L’insopprimibile
tendenza al politicamente corretto che caratterizza questa mia famigliola ci
rende sensibili alle sorti degli altri: ad esempio, so che in qualche parte
d’Italia un anziano signore di quasi ottant’anni cerca rifugio, mi pare si
chiami “affidamento ai servizi sociali” o roba simile.
Io e l’ingegnere
cattocomunista ci guardiamo impietositi, leggendo la notizia: forse potremmo
pensare di accoglierlo, facendogli fare un mesetto full-immersion con noi (e
poi scrivendoci un libro, diventando ricchi e finalmente oltrepassando la
soglia di sopravvivenza).
Penso con
tenerezza all’anziano signore che dalla mattina al risveglio fino a sera
accudisce i nani, dalle urla belluine per la colazione ai drammi della perdita
di una spada delle Tartarughe Ninja; passando per le domande di Giggirriva, 4
anni e ½: “perché i ricchi non vedono, mamma? Perché non riescono a vedere?
Perché? Perché? Mi rispondi?”
(grazie,
maestra di religione; il prossimo passo sarà il serpente che parla nel giardino
dell’Eden. A nemmeno 5 anni. Urgono ripetizioni di Corrado Augias).
Insomma,
una giornata tipo, da concludere con le ripetizioni di raccolta differenziata
da parte dell’ingegnere cattocomunista.
Poi ci
ripenso immediatamente, non tutti hanno il fisico per queste cose.
Ad
esempio, alla fine di una lunga giornata, chi potrebbe gestirsi la seguente
domanda di Diegoarmando, sdraiato nel suo lettino: “mamma…ma noi ce l’abbiamo
la lingua sarda?” ?
Lo
guardo, perplessa. Lui insiste: “ce l’abbiamo o no?”
Non so
che rispondergli. Devo spiegargli che l’egemonia culturale è anche politica?

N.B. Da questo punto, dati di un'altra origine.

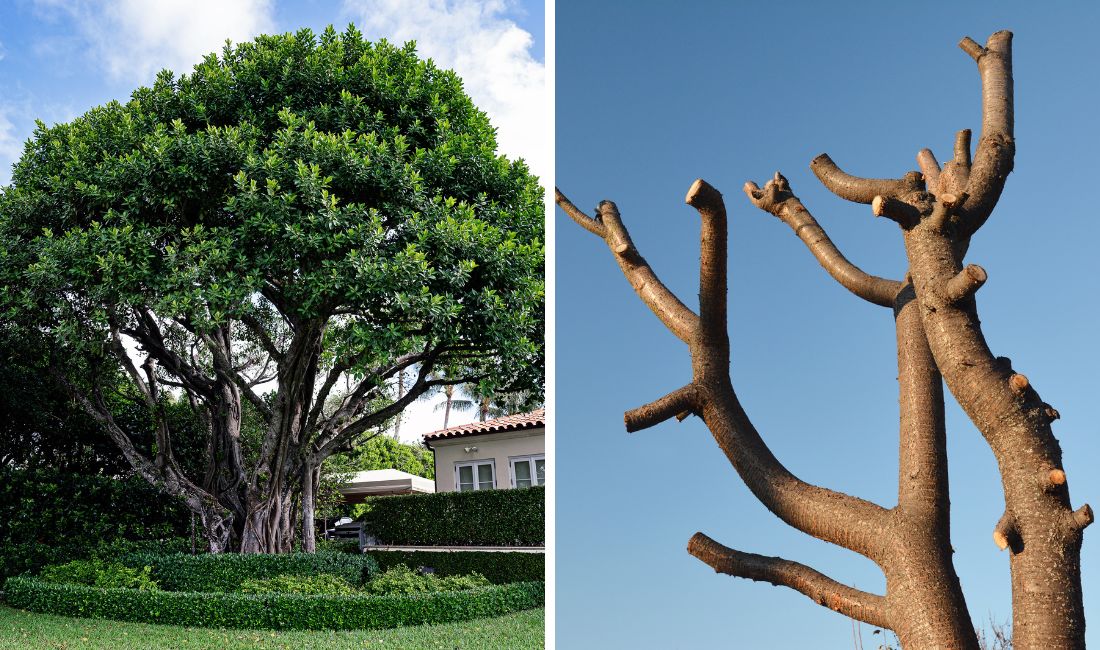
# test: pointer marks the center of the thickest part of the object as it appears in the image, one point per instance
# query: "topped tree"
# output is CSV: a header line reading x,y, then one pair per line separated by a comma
x,y
939,338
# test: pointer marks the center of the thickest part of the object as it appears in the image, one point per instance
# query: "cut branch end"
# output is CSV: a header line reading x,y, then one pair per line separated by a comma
x,y
1005,533
971,47
672,405
1055,478
966,284
894,210
702,195
1084,516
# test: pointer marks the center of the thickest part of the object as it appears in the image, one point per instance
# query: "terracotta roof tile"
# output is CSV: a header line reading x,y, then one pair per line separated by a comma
x,y
516,422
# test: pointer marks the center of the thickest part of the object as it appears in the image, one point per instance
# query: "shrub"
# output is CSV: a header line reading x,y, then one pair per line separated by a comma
x,y
40,509
100,574
496,566
491,517
322,583
75,572
271,610
124,577
224,572
403,580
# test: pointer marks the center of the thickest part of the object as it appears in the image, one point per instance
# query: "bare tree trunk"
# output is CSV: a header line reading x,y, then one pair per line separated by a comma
x,y
938,333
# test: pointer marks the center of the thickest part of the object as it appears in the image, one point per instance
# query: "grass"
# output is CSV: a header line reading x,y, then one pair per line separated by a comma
x,y
23,629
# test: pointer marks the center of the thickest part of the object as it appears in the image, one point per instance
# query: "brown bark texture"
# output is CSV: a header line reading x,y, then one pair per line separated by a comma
x,y
939,341
264,504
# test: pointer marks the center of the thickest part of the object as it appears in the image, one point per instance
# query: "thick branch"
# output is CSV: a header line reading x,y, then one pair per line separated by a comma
x,y
853,603
223,367
712,275
930,167
856,189
794,215
1005,532
966,283
993,160
147,333
671,406
680,320
257,330
593,226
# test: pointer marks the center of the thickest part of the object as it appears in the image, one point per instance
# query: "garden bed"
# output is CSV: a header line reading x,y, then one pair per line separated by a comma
x,y
271,610
209,591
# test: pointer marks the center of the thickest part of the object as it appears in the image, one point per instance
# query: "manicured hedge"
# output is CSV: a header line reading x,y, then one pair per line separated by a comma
x,y
498,568
50,517
224,572
491,517
271,610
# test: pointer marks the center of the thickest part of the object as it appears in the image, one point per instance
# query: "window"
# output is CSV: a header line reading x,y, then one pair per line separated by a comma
x,y
528,471
474,475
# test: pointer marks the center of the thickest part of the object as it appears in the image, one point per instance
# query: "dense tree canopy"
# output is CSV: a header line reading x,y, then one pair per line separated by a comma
x,y
298,215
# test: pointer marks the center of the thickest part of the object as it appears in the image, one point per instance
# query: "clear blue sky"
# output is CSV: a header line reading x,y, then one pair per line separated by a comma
x,y
651,96
61,57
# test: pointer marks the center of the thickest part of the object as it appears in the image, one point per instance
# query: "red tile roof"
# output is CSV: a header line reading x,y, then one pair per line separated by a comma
x,y
517,422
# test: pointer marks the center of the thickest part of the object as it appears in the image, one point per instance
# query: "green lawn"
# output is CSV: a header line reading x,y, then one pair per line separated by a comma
x,y
23,629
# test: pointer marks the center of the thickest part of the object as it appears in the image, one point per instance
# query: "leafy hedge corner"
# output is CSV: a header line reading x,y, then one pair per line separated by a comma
x,y
498,568
403,580
490,517
226,572
125,511
272,610
100,574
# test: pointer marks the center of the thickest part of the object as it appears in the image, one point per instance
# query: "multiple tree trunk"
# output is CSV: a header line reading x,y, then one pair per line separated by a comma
x,y
253,499
939,340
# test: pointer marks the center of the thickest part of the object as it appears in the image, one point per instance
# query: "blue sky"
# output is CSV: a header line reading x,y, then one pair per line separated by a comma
x,y
651,96
62,57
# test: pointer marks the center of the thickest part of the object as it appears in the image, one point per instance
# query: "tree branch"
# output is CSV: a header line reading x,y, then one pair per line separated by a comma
x,y
793,213
224,367
593,226
256,328
856,189
680,320
712,273
870,608
672,405
993,160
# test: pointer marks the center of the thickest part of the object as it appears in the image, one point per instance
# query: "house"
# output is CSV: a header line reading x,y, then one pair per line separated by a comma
x,y
501,453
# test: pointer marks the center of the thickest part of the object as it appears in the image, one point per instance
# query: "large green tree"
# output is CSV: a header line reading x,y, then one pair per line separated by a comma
x,y
299,215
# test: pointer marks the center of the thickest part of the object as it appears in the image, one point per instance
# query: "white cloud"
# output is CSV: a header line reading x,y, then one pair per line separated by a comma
x,y
132,40
491,53
11,145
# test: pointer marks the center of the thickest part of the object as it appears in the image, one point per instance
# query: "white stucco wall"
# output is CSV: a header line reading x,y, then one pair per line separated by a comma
x,y
498,447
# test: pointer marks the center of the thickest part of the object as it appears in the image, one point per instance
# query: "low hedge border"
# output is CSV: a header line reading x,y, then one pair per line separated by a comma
x,y
224,572
271,610
477,518
499,568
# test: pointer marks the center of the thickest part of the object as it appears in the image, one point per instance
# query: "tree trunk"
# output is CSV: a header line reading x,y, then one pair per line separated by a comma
x,y
308,489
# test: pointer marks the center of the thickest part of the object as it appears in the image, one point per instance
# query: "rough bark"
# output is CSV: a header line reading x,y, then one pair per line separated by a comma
x,y
939,340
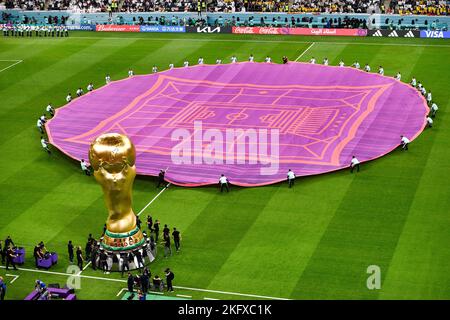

Per quanto il ragazzino sia sveglio, eviterei di appesantirlo fin d’ora, cuore
di mamma. Ci sarà tempo.
Mentre
Giggirriva mi osserva con i suoi enormi occhioni verdoni,aspettando con
commovente e malriposta fiducia una spiegazione, rispondo che abbiamo la lingua
sarda e quella italiana, e che di solito utilizziamo quest’ultima: siamo,
insomma, biechi fiancheggiatori dipendentisti dell’Italia coloniale.
(111!!11ù).
Diegoarmando
mi guarda: per lui il dipendentismo significa
aver ancora bisogno di mamma e papà (in proporzioni e per mansioni diverse,
s’intende: il lavoro intellettuale è demandato al maschio, le decisioni
cruciali alla femmina alfa). Ma è ancora, e probabilmente sarà sempre, un
rapporto reciproco, un legame di differenze nell’unità, le diverse parti di un
tutt’uno che ne nostro caso si chiama famiglia, e negli altri…boh, mi sono un
po’ persa. E sono solo le nove di sera, a
bellu puntu.
La verità
è che ci sono momenti, nella vita, in cui siamo noi ad aver più bisogno dei figli di
quanto loro abbiano bisogno di noi. Non è solo questione di baci, abbracci,
leccatine e sorrisetti, ma di ancoraggio alla terra; di necessità immediate e
iper-reali (come un dentino traballante, un sederone da pulire o una
spiegazione da dare) che allo stesso tempo ci ispirano e ci de-limitano nel
nostro Ego.
Sarà mica
la stessa storia nostra, di tutti noi, intendo? I bambini piccoli non capiscono
le metafore, ma solo la stringente logica della realtà. Sarebbe bello se fosse
lo stesso per la politica, che ha sempre un sacco di tempo da perdere, invece.
Consiglierei una bella passata di nani quattrenni e necessità impellenti.
E’ tardi,
i nani dovrebbero dormire e quella domanda aleggia sempre nell’aria: “noi ce
l’abbiamo, la lingua sarda?”
Rispondo,
stremata, che abbiamo quella italiana. E Diegoarmando, a cui non sfugge nulla,
ribatte: “e se chiudiamo la bocca, poi non ce l’abbiamo più?”